Continued from "Depression and Women - Dimensions"
DEPRESSION IS A TREATABLE ILLNESS
Even severe depression can be highly responsive to treatment. Indeed, believing one's condition is "incurable" is often part of the hopelessness that accompanies serious depression. Such individuals should be provided with the information about the effectiveness of modern treatments for depression in a way that acknowledges their likely skepticism about whether treatment will work for them. As with many illnesses, the earlier treatment begins, the more effective and the greater the likelihood of preventing serious recurrences. Of course, treatment will not eliminate life's inevitable stresses and ups and downs. But it can greatly enhance the ability to manage such challenges and lead to greater enjoyment of life.

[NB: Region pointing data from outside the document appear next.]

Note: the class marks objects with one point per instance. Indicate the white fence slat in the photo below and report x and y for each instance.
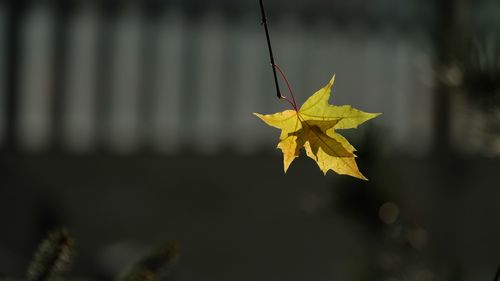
(79, 110)
(168, 88)
(36, 79)
(124, 122)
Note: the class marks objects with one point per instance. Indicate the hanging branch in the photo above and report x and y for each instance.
(264, 22)
(497, 275)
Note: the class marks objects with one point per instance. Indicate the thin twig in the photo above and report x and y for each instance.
(497, 275)
(264, 22)
(294, 103)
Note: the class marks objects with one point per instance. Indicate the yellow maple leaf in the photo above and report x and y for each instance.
(314, 127)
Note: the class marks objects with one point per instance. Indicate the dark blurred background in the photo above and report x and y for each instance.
(130, 123)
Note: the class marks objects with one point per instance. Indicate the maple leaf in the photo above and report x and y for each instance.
(313, 127)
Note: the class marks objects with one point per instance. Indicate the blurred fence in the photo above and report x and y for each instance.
(127, 81)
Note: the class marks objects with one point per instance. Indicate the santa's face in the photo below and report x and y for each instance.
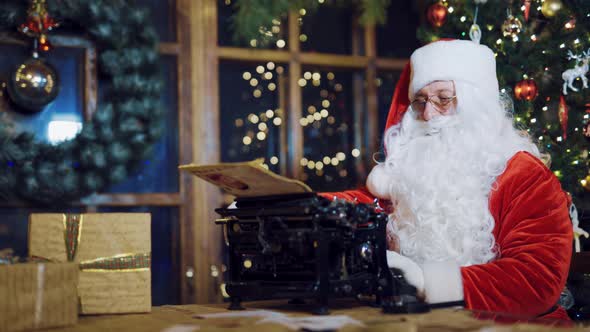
(435, 99)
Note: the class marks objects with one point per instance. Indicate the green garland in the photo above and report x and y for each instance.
(122, 131)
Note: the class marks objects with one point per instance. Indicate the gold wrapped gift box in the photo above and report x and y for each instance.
(38, 296)
(112, 251)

The first step in treatment for depression should be a thorough examination to rule out any physical illnesses that may cause depressive symptoms. Since certain medications can cause the same symptoms as depression, the examining physician should be made aware of any medications being used. If a physical cause for the depression is not found, a psychological evaluation should be conducted by the physician or a referral made to a mental health professional.
Types of Treatment for Depression
The most commonly used treatments for depression are antidepressant medication, psychotherapy, or a combination of the two. Which of these is the right treatment for any one individual depends on the nature and severity of the depression and, to some extent, on individual preference. In mild or moderate depression, one or both of these treatments may be useful, while in severe or incapacitating depression, medication is generally recommended as a first step in the treatment.3 In combined treatment, medication can relieve physical symptoms quickly, while psychotherapy allows the opportunity to learn more effective ways of handling problems.

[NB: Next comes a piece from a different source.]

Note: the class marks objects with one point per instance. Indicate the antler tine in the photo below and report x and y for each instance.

There are several types of antidepressant medications used to treat depressive disorders. These include newer medications—chiefly the selective serotonin reuptake inhibitors (SSRIs)—and the tricyclics and monoamine oxidase inhibitors (MAOIs). The SSRIs—and other newer medications that affect neurotransmitters such as dopamine or norepinephrine—generally have fewer side effects than tricyclics. Each acts on different chemical pathways of the human brain related to moods. Antidepressant medications are not habit-forming. Although some individuals notice improvement in the first couple of weeks, usually antidepressant medications must be taken regularly for at least 4 weeks and, in some cases, as many as 8 weeks, before the full therapeutic effect occurs. To be effective and to prevent a relapse of the depression, medications must be taken for about 6 to 12 months, carefully following the doctor's instructions. Medications must be monitored to ensure the most effective dosage and to minimize side effects. For those who have had several bouts of depression, long-term treatment with medication is the most effective means of preventing recurring episodes.
The prescribing doctor will provide information about possible side effects and, in the case of MAOIs, dietary and medication restrictions. In addition, other prescribed and over-the-counter medications or dietary supplements being used should be reviewed because some can interact negatively with antidepressant medication. There may be restrictions during pregnancy.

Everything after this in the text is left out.